"For 16 hours, an AI agent crawled Stanford's public and private computer science networks, digging up security flaws across thousands of devices. By the end of the test, it had outperformed professional human hackers - and at a fraction of the cost. A study published Wednesday by Stanford researchers found that their AI agent, ARTERMIS, placed second in an experiment with 10 selected cybersecurity professionals."
"The researchers said the agent could uncover weaknesses that humans missed and investigate several vulnerabilities at once. Running ARTEMIS costs about $18 an hour, far below the average salary of about $125,000 a year for a "professional penetration tester," the study said. A more advanced version of the agent costs $59 an hour and still comes in cheaper than hiring a top human expert."

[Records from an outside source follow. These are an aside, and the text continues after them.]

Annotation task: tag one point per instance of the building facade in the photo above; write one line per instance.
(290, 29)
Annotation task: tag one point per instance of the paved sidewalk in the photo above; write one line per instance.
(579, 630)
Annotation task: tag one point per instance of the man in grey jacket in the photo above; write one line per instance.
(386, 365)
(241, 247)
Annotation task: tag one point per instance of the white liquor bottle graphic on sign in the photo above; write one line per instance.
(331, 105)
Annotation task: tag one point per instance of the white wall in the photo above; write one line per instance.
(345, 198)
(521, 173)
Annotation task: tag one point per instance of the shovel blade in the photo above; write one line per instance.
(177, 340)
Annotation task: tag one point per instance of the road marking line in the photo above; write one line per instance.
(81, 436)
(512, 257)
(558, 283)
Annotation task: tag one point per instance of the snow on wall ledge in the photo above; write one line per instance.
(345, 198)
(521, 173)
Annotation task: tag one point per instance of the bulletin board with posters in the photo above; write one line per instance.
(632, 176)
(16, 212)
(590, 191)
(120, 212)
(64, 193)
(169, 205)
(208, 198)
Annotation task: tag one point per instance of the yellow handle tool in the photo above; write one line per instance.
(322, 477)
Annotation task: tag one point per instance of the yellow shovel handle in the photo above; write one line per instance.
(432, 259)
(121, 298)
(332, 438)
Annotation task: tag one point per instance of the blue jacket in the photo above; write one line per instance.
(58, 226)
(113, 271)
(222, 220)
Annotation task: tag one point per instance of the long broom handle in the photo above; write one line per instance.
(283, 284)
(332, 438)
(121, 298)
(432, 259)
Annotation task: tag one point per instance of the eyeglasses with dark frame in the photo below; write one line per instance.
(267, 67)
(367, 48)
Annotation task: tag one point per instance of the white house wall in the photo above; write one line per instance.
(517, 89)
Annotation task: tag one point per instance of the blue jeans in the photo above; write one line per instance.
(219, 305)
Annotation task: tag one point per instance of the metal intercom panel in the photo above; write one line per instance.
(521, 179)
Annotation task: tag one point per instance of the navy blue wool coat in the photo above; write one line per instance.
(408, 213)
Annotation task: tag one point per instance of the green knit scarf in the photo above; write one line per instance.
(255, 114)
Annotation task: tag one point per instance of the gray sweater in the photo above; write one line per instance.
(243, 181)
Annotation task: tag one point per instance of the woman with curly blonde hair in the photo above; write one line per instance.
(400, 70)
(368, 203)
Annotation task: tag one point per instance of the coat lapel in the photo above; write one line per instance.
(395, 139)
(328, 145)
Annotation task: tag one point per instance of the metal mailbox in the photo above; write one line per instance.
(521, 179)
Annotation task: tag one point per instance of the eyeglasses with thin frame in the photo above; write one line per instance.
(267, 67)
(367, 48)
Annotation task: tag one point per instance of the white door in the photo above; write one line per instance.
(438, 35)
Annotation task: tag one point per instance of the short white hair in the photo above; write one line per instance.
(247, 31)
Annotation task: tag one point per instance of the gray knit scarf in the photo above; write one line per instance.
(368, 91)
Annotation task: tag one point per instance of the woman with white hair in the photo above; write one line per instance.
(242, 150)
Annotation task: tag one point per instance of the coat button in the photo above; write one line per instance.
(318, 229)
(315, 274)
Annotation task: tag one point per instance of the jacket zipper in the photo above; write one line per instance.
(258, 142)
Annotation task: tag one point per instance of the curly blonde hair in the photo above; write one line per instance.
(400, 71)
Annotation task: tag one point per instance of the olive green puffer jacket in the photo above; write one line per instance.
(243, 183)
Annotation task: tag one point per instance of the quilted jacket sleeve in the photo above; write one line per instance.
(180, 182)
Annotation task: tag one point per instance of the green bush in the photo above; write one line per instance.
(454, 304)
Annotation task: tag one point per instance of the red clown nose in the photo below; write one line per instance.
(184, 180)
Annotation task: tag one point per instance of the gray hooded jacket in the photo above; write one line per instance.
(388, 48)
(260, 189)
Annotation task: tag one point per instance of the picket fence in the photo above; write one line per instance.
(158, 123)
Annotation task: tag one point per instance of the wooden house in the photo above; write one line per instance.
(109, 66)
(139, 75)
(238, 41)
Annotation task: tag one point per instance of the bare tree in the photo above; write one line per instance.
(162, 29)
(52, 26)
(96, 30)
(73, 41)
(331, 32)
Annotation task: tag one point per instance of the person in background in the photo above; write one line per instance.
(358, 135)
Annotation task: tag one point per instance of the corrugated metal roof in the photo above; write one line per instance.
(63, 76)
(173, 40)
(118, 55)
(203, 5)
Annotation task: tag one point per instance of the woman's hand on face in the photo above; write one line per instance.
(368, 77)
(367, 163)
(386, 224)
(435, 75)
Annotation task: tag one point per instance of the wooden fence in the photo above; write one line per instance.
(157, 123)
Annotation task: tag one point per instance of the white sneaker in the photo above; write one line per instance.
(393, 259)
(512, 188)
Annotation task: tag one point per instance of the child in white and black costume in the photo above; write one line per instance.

An AI agent named ARTEMIS crawled a university computer science network of about 8,000 devices for 16 hours, identifying security flaws across servers, computers, and smart devices. The agent placed second among ten selected cybersecurity professionals and outperformed nine of the ten participants within the comparison window. The agent ran for 16 hours while human testers contributed at least 10 hours; performance comparison was limited to the AI's first 10 hours. ARTEMIS discovered multiple valid vulnerabilities and could investigate several issues in parallel. Operating costs were roughly $18 per hour for the base agent and $59 per hour for an advanced version, significantly lower than typical professional penetration tester salaries.